# apple treats



## barb (Apr 3, 2006)

I found these apple snacks in the baby food section. Graduates for toddlers. Mini Fruits bite-size apple. They are little pieces of freeze dried apples, so they dizzolve easily. I give them for a treat. I was afraid she would choke on a regular apple.


----------



## BrookeB676 (Oct 17, 2004)

> I found these apple snacks in the baby food section. Graduates for toddlers. Mini Fruits bite-size apple. They are little pieces of freeze dried apples, so they dizzolve easily. I give them for a treat. I was afraid she would choke on a regular apple.[/B]


I dont think it would be a problem as long as there isnt anything in the ingredients that is a red flag. Mine love apples


----------



## barb (Apr 3, 2006)

Nothing but little pieces of freeze dried apples.


----------



## Furbaby's Mommie (Jul 10, 2004)

Are there any other ingredients listed......like preservatives? Some kind of sweetner? I know regular adult dried apples chips have lots of that sort of thing.

I would never give a little dog more than a few tiny morsels of apple, freeze dried or fresh. Apple is O.K., but I always take the skin off and shave just tiny pieces off for Frosty. I'll only hand feed it and only let him have a total of about a teaspoon or two.

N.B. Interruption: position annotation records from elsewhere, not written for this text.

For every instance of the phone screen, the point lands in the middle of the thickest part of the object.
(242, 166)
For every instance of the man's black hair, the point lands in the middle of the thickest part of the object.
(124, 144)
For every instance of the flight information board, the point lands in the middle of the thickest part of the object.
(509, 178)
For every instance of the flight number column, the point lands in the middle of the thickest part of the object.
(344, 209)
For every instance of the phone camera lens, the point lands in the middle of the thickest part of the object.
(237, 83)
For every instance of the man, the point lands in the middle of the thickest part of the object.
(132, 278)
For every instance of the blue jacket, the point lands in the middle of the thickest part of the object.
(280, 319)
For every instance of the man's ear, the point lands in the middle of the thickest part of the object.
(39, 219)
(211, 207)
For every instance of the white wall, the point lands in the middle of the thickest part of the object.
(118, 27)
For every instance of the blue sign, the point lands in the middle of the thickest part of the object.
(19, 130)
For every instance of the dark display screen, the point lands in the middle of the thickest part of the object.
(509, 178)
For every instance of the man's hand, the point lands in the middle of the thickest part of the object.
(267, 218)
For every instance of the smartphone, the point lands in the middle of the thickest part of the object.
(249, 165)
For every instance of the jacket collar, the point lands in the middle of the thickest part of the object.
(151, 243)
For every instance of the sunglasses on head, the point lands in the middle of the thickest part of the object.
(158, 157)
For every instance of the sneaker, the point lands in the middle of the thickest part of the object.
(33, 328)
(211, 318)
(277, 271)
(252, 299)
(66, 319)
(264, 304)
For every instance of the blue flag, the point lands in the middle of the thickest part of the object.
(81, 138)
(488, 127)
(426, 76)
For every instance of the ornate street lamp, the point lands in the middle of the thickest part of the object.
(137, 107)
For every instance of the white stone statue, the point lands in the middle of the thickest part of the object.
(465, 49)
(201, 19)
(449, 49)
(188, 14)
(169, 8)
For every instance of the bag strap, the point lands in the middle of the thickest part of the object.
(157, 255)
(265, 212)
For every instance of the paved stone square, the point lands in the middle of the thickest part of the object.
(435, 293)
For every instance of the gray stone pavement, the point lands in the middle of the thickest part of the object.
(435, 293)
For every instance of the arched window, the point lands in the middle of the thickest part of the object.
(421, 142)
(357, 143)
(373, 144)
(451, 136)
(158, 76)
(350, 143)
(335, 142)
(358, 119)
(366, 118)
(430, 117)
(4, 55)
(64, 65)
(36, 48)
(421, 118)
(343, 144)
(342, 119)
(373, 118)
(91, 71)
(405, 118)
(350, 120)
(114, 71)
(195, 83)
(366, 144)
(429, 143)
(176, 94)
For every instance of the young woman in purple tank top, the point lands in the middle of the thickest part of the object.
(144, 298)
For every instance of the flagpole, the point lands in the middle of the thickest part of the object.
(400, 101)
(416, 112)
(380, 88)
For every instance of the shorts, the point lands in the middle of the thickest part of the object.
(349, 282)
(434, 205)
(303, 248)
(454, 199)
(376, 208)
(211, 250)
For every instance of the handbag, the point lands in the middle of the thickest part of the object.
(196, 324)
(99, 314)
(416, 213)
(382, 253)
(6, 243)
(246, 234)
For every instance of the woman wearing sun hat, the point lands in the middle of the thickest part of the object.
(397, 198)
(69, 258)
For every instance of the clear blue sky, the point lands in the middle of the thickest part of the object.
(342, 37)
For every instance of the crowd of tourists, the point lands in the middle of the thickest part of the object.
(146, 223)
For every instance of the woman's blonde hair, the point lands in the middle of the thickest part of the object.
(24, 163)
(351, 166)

Apple would have a laxitive effect.


----------



## TheButtercup (Mar 3, 2005)

ooooh are they the "wagon wheels" ? buttercup LOOOOOOVES those. they get all sticky and messy in her face when she plays with them after deciding she doesn't want to chew them anymore LOL. buttercup is a big fan of the gerber baby treats. she loves the veggie puffs too. right now she is working on a new chewie that my friend's dog had. she saw daisy tear it apart like it was made of paper. butter is trying her hardest to do the same thing. it's not working LOL i may sneak some veggie puffs in and take the chewie from her for now....

ann marie and the "wagon wheels are FUN! you can eat them AND stick them in your facial furnishings!" buttercup


----------



## barb (Apr 3, 2006)

They are just little tiny pieces of freeze dried apple -nothing else. Perfect for a treat when you have been good.


----------



## Suz & the Fluffs (Mar 11, 2006)

*Thats sounds like a good idea. I'll have to check them out. Thank you for sharing!*


----------



## TuckersMom (Jun 27, 2005)

> ooooh are they the "wagon wheels" ? buttercup LOOOOOOVES those. they get all sticky and messy in her face when she plays with them after deciding she doesn't want to chew them anymore LOL. buttercup is a big fan of the gerber baby treats. she loves the veggie puffs too. right now she is working on a new chewie that my friend's dog had. she saw daisy tear it apart like it was made of paper. butter is trying her hardest to do the same thing. it's not working LOL i may sneak some veggie puffs in and take the chewie from her for now....
> 
> ann marie and the "wagon wheels are FUN! you can eat them AND stick them in your facial furnishings!" buttercup[/B]


Tucker likes the veggie puffs too. Of course, sometimes he has to play with them before eating them...and he rolls around on it and it gets stuck to his fur and he can't find it. So, of course mommie gets it unstuck and gives it to him just so he can play with it some more before eating it.


----------



## MaxMommy (Nov 1, 2005)

apples are safe, the seeds are not.

i find mine love baby carrots sticks....also good for teeth....


----------



## Joah (May 1, 2006)

Did someone say rahhhhh-pples?!?! My dogs are pouncing around this thread. They want mommy to bring the raahhhhh-pples (as scooby doo would say) out. I'm such a sucker for them. Guess I have to go to the store and buy some more.


----------